こもちたかな(子持ち高菜)




    プロフィール

  アブラナ科アブラナ属の越年草で、学名は Brassica juncea var. integlifolia。
  中国が原産で、「からしな」の変種です。葉は淡い緑色で大きく、切れ込みがあります。一般的な「からしな」が葉を食用とするのに対し、この「こもちたかな」は、主茎および側茎に着生するわき芽の部分を収穫し、食用としています。ほのかな辛味や苦味にしっかりとした食感が特徴です。冬が温暖な気候を好み、寒さが厳しい地域での栽培には適しません。
  系統・品種と用途

  「こもちたかな」は、九州地方を中心に栽培されています。品種としては、福岡県の「蕾菜」や「四川児菜」、「早太り湖南児菜」、「祝蕾」、「早生祝蕾」、「子宝菜」などがあります。
  栽培のポイント

  「こもちたかな」を栽培するにあたっての基本条件および栽培のポイントはつぎのとおりです。なお作型は、品種によって異なる場合がありますので、タネ袋に記載されている内容をよく確認してください。

気候区分

作業

1

2

3

4

5

6

7

8

9

10

11

12

温暖地

種まき

植えつけ

収穫

気候区分

まきどき (春|秋)

収穫時期 (春|秋)
寒 地        
寒冷地        
温暖地   09/上〜09/下   02/中〜04/中
暖 地   09/中〜10/上   02/上〜04/中

ご注意

  発芽温度は10〜30℃、生育温度は5〜30℃なので、これを外れるときは、加温または遮熱をしてください。

 


152025

発芽適温

20-25

生育適温

15-20

栽培のポイント

  幼苗期には暑さや寒さに強いですが、大株になると寒さに弱いので、温暖地でも霜よけが必要です。

 

pH

5.06.07.0

土壌酸度

6.0-6.5

栽培のポイント

  ほとんど中性に近い弱酸性の土壌を好みます。強い酸性土壌ではかならず石灰を施し、よく耕してから栽培にとりかかってください。

 


0

1

2

3

4

5

6

7

8

9

10

作付け間隔

1-(2)


栽培のポイント

  連作障害がでますので、いちど栽培したところでは、少なくとも1年は栽培しないようにしてください。
  栽培のステップ

  「こもちたかな」を栽培するとき、種まきから収穫までの作業ステップは、およそつぎのようになります。ここでは、小さなホームガーデンを想定した一般的な方法を説明しています。

 

ステップ

内容

種まき

(1) 3号ポットにタネまき用土を入れ、タネを4〜5粒まきます。5ミリほどの覆土をして、たっぷりと水を与えます。








(2) タネまき後は、発芽するまで用土の乾燥を防ぐため、新聞紙や寒冷紗などをかぶせておきます。

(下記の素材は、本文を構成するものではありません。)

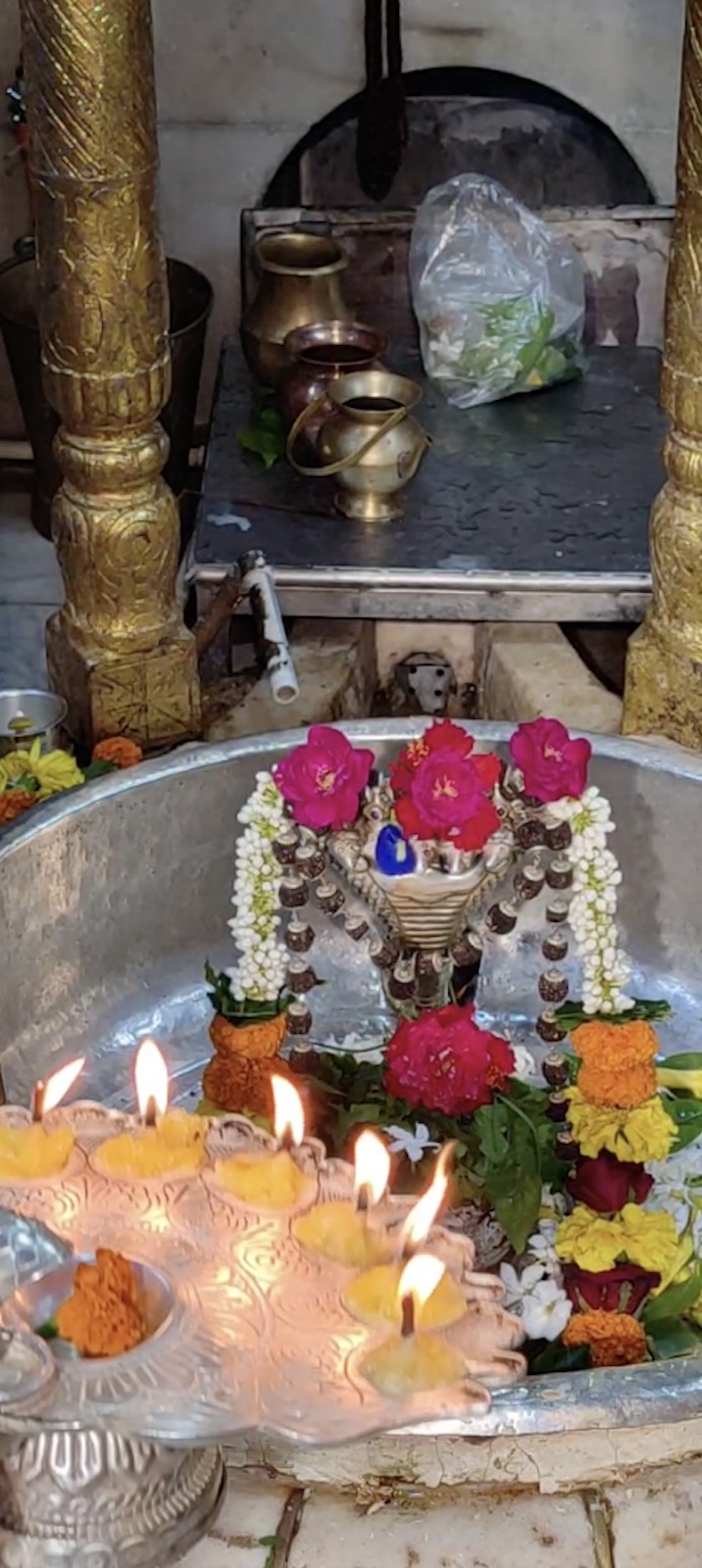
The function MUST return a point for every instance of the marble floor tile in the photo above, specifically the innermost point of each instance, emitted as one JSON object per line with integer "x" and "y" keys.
{"x": 461, "y": 1531}
{"x": 243, "y": 1534}
{"x": 655, "y": 1521}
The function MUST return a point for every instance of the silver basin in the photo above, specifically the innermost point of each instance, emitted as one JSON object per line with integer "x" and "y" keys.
{"x": 112, "y": 898}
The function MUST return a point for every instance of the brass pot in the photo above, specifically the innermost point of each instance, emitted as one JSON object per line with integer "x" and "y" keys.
{"x": 319, "y": 355}
{"x": 300, "y": 284}
{"x": 370, "y": 441}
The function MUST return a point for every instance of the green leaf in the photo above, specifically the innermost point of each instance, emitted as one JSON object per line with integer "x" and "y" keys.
{"x": 573, "y": 1013}
{"x": 96, "y": 770}
{"x": 515, "y": 1194}
{"x": 686, "y": 1113}
{"x": 47, "y": 1330}
{"x": 675, "y": 1301}
{"x": 492, "y": 1126}
{"x": 265, "y": 433}
{"x": 561, "y": 1358}
{"x": 671, "y": 1338}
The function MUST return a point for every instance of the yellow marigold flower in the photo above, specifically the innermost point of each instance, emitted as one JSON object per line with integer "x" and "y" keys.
{"x": 615, "y": 1338}
{"x": 52, "y": 770}
{"x": 594, "y": 1243}
{"x": 616, "y": 1062}
{"x": 638, "y": 1134}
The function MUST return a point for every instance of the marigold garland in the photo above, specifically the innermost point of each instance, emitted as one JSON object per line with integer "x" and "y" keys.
{"x": 120, "y": 752}
{"x": 615, "y": 1338}
{"x": 597, "y": 1243}
{"x": 616, "y": 1063}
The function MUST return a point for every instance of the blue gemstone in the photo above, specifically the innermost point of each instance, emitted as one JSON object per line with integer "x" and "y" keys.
{"x": 393, "y": 855}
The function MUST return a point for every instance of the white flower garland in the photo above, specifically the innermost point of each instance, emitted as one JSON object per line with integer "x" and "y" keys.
{"x": 261, "y": 971}
{"x": 594, "y": 902}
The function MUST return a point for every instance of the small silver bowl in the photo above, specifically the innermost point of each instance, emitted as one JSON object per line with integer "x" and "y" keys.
{"x": 39, "y": 713}
{"x": 39, "y": 1298}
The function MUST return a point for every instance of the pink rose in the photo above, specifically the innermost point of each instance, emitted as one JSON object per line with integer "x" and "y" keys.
{"x": 324, "y": 780}
{"x": 442, "y": 1060}
{"x": 550, "y": 762}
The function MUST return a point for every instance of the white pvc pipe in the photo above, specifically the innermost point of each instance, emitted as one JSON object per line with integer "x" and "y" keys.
{"x": 279, "y": 665}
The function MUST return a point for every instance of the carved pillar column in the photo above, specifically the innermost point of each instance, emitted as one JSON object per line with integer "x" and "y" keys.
{"x": 118, "y": 650}
{"x": 663, "y": 690}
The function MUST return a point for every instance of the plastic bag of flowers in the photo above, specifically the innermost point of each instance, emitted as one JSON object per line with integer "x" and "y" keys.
{"x": 497, "y": 292}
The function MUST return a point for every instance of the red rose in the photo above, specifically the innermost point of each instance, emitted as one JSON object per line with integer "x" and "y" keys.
{"x": 620, "y": 1290}
{"x": 550, "y": 762}
{"x": 444, "y": 1062}
{"x": 442, "y": 791}
{"x": 605, "y": 1184}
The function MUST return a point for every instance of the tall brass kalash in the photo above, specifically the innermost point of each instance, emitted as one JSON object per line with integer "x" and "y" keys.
{"x": 73, "y": 1494}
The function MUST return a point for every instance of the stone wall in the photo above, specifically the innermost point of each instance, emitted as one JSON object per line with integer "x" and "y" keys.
{"x": 240, "y": 82}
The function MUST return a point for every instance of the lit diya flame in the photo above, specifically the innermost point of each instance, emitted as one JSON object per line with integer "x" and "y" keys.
{"x": 372, "y": 1170}
{"x": 287, "y": 1115}
{"x": 46, "y": 1097}
{"x": 151, "y": 1078}
{"x": 417, "y": 1282}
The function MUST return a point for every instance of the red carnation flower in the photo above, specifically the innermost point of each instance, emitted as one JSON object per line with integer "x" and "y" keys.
{"x": 550, "y": 762}
{"x": 605, "y": 1184}
{"x": 442, "y": 791}
{"x": 620, "y": 1290}
{"x": 442, "y": 1060}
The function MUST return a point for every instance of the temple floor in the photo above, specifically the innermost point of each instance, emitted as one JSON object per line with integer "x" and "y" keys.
{"x": 30, "y": 590}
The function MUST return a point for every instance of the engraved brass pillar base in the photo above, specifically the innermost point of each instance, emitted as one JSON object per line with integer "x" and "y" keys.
{"x": 118, "y": 651}
{"x": 118, "y": 645}
{"x": 93, "y": 1499}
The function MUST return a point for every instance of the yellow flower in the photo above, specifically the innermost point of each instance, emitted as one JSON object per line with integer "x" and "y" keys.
{"x": 588, "y": 1241}
{"x": 644, "y": 1133}
{"x": 596, "y": 1244}
{"x": 52, "y": 772}
{"x": 688, "y": 1079}
{"x": 678, "y": 1269}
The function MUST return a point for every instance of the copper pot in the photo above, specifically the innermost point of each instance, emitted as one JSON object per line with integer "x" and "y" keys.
{"x": 300, "y": 284}
{"x": 320, "y": 355}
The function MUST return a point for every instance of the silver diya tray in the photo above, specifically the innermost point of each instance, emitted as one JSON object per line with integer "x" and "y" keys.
{"x": 110, "y": 901}
{"x": 246, "y": 1327}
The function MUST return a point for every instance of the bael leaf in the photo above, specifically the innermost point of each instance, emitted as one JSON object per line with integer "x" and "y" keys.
{"x": 515, "y": 1196}
{"x": 561, "y": 1358}
{"x": 671, "y": 1338}
{"x": 573, "y": 1013}
{"x": 686, "y": 1113}
{"x": 675, "y": 1301}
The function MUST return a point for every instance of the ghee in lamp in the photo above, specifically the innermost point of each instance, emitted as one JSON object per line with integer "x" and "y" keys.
{"x": 342, "y": 1231}
{"x": 375, "y": 1298}
{"x": 409, "y": 1361}
{"x": 165, "y": 1145}
{"x": 30, "y": 1152}
{"x": 270, "y": 1180}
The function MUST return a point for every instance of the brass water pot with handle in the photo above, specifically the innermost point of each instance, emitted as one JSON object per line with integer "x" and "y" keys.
{"x": 370, "y": 441}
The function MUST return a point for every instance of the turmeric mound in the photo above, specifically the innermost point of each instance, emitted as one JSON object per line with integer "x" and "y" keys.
{"x": 104, "y": 1314}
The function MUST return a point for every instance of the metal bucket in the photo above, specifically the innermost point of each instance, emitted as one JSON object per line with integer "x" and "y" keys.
{"x": 190, "y": 297}
{"x": 112, "y": 899}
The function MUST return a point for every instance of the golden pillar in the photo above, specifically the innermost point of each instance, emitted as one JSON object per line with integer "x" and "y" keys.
{"x": 118, "y": 651}
{"x": 663, "y": 689}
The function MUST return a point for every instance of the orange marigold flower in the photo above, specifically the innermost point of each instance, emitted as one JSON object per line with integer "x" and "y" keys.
{"x": 13, "y": 804}
{"x": 118, "y": 750}
{"x": 615, "y": 1338}
{"x": 616, "y": 1062}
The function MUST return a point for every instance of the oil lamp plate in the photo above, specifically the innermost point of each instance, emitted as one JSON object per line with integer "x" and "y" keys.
{"x": 248, "y": 1329}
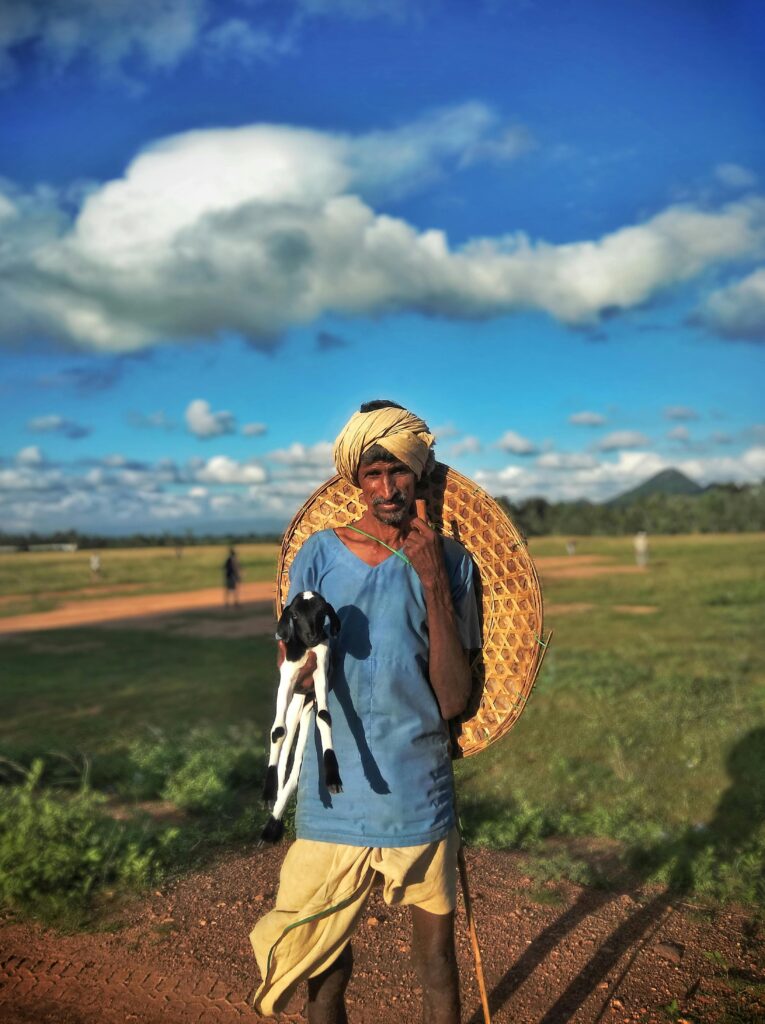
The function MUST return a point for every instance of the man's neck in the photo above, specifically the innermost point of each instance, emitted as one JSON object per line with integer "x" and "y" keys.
{"x": 391, "y": 534}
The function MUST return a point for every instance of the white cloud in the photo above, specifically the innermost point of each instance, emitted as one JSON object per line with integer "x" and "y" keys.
{"x": 735, "y": 176}
{"x": 121, "y": 40}
{"x": 254, "y": 429}
{"x": 566, "y": 460}
{"x": 467, "y": 445}
{"x": 156, "y": 421}
{"x": 31, "y": 456}
{"x": 587, "y": 419}
{"x": 222, "y": 469}
{"x": 510, "y": 441}
{"x": 315, "y": 457}
{"x": 109, "y": 35}
{"x": 683, "y": 413}
{"x": 443, "y": 431}
{"x": 599, "y": 480}
{"x": 623, "y": 439}
{"x": 54, "y": 424}
{"x": 236, "y": 39}
{"x": 738, "y": 310}
{"x": 202, "y": 422}
{"x": 257, "y": 228}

(3) 発芽したから順次間引いていき、本葉が2〜3枚のころに1本立ちにします。このあと本葉が5〜6枚になるまで育苗します。

畑の準備

(1) 酸性土壌に弱いので、植えつけの2週間くらい前までに、1平方メートルあたり120gの苦土石灰を施し、よく耕します。




(2) 畝の全面に1平方メートルあたり3kgの完熟堆肥と150gほどの有機配合肥料を施して、よく耕します。幅90センチ、高さ10センチほどの畝を立てます。気温の低い地域や定植が遅れそうなときは黒色マルチを掛け、地温を高めるようにします。

定植

(1) 本葉が5〜6枚になったら、条間45〜50センチ、株間60センチの間隔に定植します。




(2) 株を大きく生育させること大切なので、あまり株間を狭くしないようにしてください。

(3) 温暖地でも冬の寒さが厳しいところは、ハウス栽培やトンネル栽培を標準に考えてください。

追肥

(1) 定植後、3週間くらいで1回目の有機配合肥料の追肥を行います。必要に応じて、年内までにもう一度の追肥を施してください。









(2) また追肥と同時に、除草を兼ねて畝の中耕を行います。

収穫

(1) 2月ごろになり、主茎および側茎に着生する「わき芽」がでてきたら、切り取って収穫します。




(2) 「わき芽」以外も、葉は高菜として、また中心部の茎も食用として利用できます。
  おもな病害虫

  「こもちたかな」は冷涼期に生育するので、あまり害虫はみられませんが、生育初期にアブラムシなどがつくことがあります。また連作すると、根こぶ病が発生しやすくなるので注意が必要です。
  「こもちたかな」のQ&A

  Q1:「こもちたかな」が凍ってしまいました。
  A1:「こもちたかな」は、大きく育ってからは冬の寒さに弱いので、霜が厳しい所ではビニールをかけたトンネルやべた掛け資材などで保温するようにします。